Mariette Rissenbeek und Carlo Chatrian kann es jetzt eigentlich egal sein (auch wenn es ihnen wahrscheinlich nicht egal sein wird). Sie durchleben die letzten Tage und Wochen ihrer Arbeitsverträge mit der Bundesrepublik Deutschland. Sie müssen nun gute Miene spielen und am Roten Teppich für schöne Fotomomente sorgen.

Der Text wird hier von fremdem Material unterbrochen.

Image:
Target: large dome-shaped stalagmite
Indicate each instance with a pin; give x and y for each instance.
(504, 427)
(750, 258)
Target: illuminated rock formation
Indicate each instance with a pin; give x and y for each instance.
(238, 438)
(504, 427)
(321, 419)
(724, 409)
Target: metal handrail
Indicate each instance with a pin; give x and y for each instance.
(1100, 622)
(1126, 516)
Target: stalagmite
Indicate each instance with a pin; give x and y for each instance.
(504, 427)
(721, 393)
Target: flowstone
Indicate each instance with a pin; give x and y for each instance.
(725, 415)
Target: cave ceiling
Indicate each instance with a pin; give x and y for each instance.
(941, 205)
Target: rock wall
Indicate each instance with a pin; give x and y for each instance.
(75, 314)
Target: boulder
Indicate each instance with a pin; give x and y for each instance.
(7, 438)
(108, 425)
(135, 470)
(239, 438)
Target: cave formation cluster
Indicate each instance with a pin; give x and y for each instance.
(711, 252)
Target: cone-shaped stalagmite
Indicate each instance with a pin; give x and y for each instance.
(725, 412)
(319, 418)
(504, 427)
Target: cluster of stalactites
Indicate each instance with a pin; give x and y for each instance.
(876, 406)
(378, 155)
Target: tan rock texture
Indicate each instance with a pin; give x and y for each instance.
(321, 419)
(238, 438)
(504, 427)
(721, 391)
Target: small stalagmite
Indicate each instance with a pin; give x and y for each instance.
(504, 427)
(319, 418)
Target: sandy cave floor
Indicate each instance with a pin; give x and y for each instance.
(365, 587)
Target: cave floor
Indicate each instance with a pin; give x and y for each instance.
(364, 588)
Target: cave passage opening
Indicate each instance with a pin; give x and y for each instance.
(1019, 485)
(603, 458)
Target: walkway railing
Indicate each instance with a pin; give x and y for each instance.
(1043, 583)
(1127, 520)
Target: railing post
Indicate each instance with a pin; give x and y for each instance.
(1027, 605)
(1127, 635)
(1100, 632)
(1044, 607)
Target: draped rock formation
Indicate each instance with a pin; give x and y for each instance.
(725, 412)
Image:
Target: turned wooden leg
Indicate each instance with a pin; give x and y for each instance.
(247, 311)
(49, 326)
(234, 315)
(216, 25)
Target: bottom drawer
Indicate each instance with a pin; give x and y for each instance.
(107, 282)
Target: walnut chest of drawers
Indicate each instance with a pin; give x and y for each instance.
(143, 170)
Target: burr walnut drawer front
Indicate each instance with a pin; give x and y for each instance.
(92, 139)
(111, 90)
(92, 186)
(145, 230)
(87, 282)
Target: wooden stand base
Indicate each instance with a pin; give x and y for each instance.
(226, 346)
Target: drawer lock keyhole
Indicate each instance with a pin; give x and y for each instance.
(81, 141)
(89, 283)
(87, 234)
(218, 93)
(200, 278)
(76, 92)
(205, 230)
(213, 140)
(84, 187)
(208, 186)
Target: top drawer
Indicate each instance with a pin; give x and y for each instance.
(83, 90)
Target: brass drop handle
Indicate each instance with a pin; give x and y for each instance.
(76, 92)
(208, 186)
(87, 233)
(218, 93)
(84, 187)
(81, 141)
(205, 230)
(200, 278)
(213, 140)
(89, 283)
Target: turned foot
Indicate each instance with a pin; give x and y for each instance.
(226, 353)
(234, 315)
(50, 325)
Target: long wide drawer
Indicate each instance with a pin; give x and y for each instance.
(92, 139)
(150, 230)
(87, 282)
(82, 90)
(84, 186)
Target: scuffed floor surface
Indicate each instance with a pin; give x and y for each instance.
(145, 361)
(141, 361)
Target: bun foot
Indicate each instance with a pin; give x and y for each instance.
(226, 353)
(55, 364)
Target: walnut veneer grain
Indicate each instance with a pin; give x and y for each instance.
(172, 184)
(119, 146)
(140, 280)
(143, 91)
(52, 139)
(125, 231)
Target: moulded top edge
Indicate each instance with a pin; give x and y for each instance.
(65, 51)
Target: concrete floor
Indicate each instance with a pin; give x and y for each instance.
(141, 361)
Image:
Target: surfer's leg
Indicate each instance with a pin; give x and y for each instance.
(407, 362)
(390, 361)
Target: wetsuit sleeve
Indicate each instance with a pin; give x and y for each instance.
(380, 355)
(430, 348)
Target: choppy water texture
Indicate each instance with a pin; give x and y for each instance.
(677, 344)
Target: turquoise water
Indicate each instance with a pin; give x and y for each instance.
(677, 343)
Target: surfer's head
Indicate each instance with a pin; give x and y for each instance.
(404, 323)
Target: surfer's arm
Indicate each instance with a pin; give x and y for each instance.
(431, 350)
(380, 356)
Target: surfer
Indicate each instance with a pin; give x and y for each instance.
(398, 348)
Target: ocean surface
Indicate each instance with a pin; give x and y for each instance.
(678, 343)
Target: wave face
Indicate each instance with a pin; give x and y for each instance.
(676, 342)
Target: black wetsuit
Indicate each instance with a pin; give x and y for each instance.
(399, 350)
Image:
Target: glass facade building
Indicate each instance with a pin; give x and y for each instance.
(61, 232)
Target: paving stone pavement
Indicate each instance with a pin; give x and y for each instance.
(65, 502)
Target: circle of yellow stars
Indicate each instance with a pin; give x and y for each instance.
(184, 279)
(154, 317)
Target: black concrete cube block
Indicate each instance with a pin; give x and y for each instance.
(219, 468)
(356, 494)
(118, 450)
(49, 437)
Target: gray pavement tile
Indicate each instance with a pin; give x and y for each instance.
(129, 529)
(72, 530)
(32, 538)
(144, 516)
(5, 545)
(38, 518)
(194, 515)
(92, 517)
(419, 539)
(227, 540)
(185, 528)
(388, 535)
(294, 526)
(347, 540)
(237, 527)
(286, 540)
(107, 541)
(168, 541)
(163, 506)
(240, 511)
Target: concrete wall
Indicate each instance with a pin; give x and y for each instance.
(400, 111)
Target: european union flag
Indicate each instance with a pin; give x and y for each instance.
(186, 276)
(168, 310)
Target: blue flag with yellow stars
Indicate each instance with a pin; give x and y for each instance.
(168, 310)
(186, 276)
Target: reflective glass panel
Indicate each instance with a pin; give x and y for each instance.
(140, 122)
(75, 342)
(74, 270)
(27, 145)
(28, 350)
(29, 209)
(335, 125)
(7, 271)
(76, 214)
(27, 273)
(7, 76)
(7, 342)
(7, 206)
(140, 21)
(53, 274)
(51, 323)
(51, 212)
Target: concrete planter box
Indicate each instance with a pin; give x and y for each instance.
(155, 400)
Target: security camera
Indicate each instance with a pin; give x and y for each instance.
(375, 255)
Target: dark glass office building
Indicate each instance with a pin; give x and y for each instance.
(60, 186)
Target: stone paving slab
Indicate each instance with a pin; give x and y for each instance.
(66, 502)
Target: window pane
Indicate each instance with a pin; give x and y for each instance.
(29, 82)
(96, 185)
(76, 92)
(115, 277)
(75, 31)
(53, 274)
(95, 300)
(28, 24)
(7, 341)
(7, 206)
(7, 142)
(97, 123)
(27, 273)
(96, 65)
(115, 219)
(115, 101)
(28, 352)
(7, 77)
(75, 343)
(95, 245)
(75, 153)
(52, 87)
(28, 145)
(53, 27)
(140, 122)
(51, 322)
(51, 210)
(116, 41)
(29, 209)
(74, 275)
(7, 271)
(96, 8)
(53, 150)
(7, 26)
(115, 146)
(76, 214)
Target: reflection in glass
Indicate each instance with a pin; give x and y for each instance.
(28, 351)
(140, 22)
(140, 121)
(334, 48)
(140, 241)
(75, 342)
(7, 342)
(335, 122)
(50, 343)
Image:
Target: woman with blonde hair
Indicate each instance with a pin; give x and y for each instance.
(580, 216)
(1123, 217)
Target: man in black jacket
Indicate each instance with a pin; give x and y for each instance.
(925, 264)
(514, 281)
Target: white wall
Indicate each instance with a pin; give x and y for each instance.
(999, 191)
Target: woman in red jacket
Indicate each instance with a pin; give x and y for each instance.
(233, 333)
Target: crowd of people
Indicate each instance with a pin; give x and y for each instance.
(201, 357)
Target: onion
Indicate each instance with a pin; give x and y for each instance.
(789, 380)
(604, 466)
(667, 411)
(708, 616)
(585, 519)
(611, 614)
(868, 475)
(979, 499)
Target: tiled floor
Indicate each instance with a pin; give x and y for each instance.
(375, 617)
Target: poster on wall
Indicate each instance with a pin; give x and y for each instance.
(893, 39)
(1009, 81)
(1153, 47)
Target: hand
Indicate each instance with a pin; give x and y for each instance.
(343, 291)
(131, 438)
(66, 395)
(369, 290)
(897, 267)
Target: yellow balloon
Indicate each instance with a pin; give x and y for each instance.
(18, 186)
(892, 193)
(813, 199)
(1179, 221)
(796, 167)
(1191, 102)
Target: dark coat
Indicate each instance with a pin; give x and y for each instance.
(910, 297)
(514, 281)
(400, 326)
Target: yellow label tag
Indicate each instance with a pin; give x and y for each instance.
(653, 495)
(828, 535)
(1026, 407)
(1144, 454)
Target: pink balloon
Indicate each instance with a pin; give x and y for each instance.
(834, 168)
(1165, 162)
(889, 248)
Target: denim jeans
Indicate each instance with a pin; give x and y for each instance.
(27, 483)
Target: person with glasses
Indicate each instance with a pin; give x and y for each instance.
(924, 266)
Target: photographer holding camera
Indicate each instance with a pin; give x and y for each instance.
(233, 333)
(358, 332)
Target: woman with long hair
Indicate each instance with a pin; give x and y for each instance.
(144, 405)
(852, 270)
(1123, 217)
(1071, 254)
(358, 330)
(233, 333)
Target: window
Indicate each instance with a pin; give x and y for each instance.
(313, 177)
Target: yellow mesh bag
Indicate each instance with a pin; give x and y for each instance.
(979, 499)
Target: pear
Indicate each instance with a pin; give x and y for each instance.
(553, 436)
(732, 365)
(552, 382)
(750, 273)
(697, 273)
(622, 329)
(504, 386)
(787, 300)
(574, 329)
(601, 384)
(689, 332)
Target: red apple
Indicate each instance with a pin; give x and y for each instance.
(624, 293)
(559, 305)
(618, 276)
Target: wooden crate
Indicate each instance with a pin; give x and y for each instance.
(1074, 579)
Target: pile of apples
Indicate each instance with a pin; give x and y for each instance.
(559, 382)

Ihre Nachfolgerin ist es, die sich schon jetzt schon sorgen sollte. Und sie darf sich diese Sorgen quasi allein machen, denn dank Claudia Roth ist Tricia Tuttle die neue alleinige Intendantin, und die Berlinale kehrt ab April 2024 zurück ins Intendantenmodell à la Kosslick, de Hadeln und Co.
Rückschritt als Fortschritt – die Dialektik der Claudia R.
Tricia Tuttles Sorgenliste
Zu Tuttles Sorgenliste gehört neben der wirtschaftlichen Krise eine weitere Verschlimmerung der Kinosituation. Das Siechtum des Gewerbegebiets Potsdamer Platz setzt sich Ende 2024 fort, wenn Kino Arsenal, Kinemathek und DFFB das sog. Filmhaus verlassen.
Das Arsenal wird dann bis zur Fertigstellung seines neuen Quartiers in Wedding heimatlos sein, und das Forum wie auch der European Film Market somit eine weitere Spielstätte verlieren. Sicher ist ebenso, dass auch das Kino International, eine der wichtigsten (und größten Spielstätten) des Festivals, fehlen wird. Es schließt für eine Grundsanierung und dürfte wohl erst irgendwann 2026 wieder öffnen.
Die Zukunft des Centers im Gewerbegebiet, laut Werbebanner auch mit irgendwas mit Kino – irgendwann | (c) Foto: filmanzeiger |
Angeblich soll im ehemaligen Sony-Center wieder ein Kino entstehen, dort fand sich mit dem Cinestar bis 2019 eine der wichtigsten Spielstätten des Festivals. Doch ob dann (irgendwann) im selben Umfang wie früher Platz zur Verfügung steht – unklar. Beschaut man sich, was aus der ehemals ebenfalls zentralen Spielstätte CinemaxX am Potsdamer Platz geworden ist, sind Zweifel angebracht: Während einer mehrjährigen Sanierung sind dort nahezu alle Kinosäle de facto kastriert und teilweise um die Hälfte ihrer Plätze reduziert worden.
Zum Finden verdammt
Die neue Chefin des größten Publikumsfilmfestivals der Welt steht also vor gleich drei riesigen Suchbewegungen: Sie muss Filme finden (oder Leute, die Filme finden), die das endlich wieder steigende filmkünstlerische Niveau der Berlinale weiter heben. Sie muss neue Kinos finden, um die Identität des Publikumsfestivals Berlinale weiterhin mit Leben füllen zu können. Und sie muss Geld finden, um das alles zu bezahlen. Im Grunde ein unmöglicher Job, den Tricia Tuttle im April antreten wird.
Immerhin: Die Wahrscheinlichkeit ist hoch, dass Claudia Roth zur Berlinale 2026 nicht mehr als Kulturstaatsministerin dient. Aber wird Tricia Tuttle dann noch Intendantin sein? Oder wirft sie Claudia Roth die Brocken vorher wieder vor die Füße?